Clearly, the president’s plan to make people think I wasted her time has been successful.
While I know the papers are not part of a real assignment, I choose to organize them anyway. If nothing else, having something tangible to focus on keeps me from worrying about the president’s meeting with Symon. I assign areas of the table and nearby floor to the city and each of the colonies. Then I pick up the first stack of papers and get to work. Not surprisingly, since Tosu City was the only established concentration of people for the first twenty years after the United Commonwealth was founded, most University graduates have come from the city. Although, looking at the paperwork, I can see that there were fewer students at the start than there are now. Probably because more people were needed then for the physical labor involved in restoring the city.

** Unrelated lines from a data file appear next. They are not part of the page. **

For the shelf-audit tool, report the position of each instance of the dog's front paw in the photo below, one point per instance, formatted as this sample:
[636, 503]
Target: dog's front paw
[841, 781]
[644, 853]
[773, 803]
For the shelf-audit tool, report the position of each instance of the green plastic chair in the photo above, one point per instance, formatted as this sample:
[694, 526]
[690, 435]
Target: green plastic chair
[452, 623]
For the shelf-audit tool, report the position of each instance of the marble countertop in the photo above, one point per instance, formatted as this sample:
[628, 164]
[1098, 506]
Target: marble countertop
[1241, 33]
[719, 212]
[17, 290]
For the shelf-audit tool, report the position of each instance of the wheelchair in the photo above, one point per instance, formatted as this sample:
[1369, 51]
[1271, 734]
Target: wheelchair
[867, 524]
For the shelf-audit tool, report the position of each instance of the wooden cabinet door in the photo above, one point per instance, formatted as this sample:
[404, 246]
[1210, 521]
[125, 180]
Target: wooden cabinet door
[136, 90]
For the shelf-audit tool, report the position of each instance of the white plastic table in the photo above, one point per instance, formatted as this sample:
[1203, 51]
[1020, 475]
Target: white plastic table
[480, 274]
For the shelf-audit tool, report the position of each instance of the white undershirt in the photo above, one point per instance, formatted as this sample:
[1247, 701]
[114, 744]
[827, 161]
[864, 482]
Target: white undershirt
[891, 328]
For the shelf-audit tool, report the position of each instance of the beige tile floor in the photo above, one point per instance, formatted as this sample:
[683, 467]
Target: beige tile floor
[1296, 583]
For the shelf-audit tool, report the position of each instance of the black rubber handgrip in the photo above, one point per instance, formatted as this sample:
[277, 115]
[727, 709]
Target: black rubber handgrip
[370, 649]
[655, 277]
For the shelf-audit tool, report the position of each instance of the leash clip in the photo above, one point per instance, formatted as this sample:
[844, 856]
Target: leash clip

As the first colony, Shawnee has the next largest concentration, immediately followed in number by Omaha, Amarillo, and Ames. Not surprisingly, the space I reserved for my own colony sits empty for a long time before I find the first student from eighteen years ago. Seven years after Five Lakes was created.
Dreu Owens.
Magistrate Owens’s son? My father once said she had a child but that he was no longer with us. I assumed he meant that the child had died. Instead, he was selected for The Testing and survived to attend the University. According to this file, he studied Biological Engineering and was assigned an internship with a research team working on techniques designed to reverse mutations in plants and animals. Putting the paper in the section I designated for Five Lakes, I wonder what job he was assigned after he graduated and if he is still in Tosu.
The stack of unsorted papers grows smaller as I continue my work. I am starting on the last stack when President Collindar walks in holding a gray folder. Gone is the muted sense of concern I saw when she left to meet with Symon. In its place are strength and confidence.
I scramble to my feet as she says, “I apologize for the delay. Symon had a number of thoughts on this week’s activities. Letting him talk gave me time to come up with a plan.” She crosses the room to the table where I sit, looks directly at me, and says, “I cannot cancel the Debate Chamber vote. Not without raising Jedidiah’s and Symon’s suspicions. But tomorrow morning a member of my staff will be reported as missing. No one will question a postponement while my team dedicates all its resources to finding him. I believe Symon will outwardly applaud the decision, all the while sowing dissention among the rebel factions and pushing them to schedule an attack. I can convince them to hold off while we search for Michal. If I am lucky, I might be able to postpone their actions for a week. I only hope it will be long enough.”
“For what?” I ask.
“I thought that would be obvious,” she says. “There is no choice. We must carry out the rebels’ plan to end The Testing.”
For a moment I am speechless as her meaning hits home. “The rebels were going to start a war.”
“That has never been the intention,” she says. “The plan is for the rebels to coordinate the elimination of specific targets. The loss of life will be limited to those threats marked for termination. Of course, when violence is employed as a tool, there is always a chance of unexpected casualties. But those involved in creating this plan worked to design a blueprint that would limit losses as much as possible.”
Strategic targets. Termination. Tools. Blueprint. Clean words for the bloodletting they imply.
She opens the folder she is carrying, pulls out a piece of paper, and hands it to me. On it are eleven names. The first is Dr. Jedidiah Barnes. Professor Verna Holt is also on the list, as are Professor Douglas Lee and a man named Rychard Jeffries—whom I am almost certain is Raffe’s father. Just holding the sheet of paper makes my pulse race and my palms start to sweat.
President Collindar doesn’t appear to notice my discomfort as she explains, “The direction of The Testing and the University is headed by a select group led by Dr. Barnes. They are members of the University, officials in key government positions, and research scientists whose work has been used by Dr. Barnes to benefit The Testing. All of the people listed have enough influence and authority to retain control of the University and Testing programs even if Jedidiah is removed from the equation. Symon helped create this document, so there is a chance it is flawed, but I believe the plan is still valid.”
“You want to murder Dr. Barnes and his top administrators?”
“No.”
I let out a sigh of relief as President Collindar reaches over, takes the paper from me, and slides it back into the gray folder. “I’m not going to kill Dr. Barnes and his followers.” She places the folder in my hand. “You are.”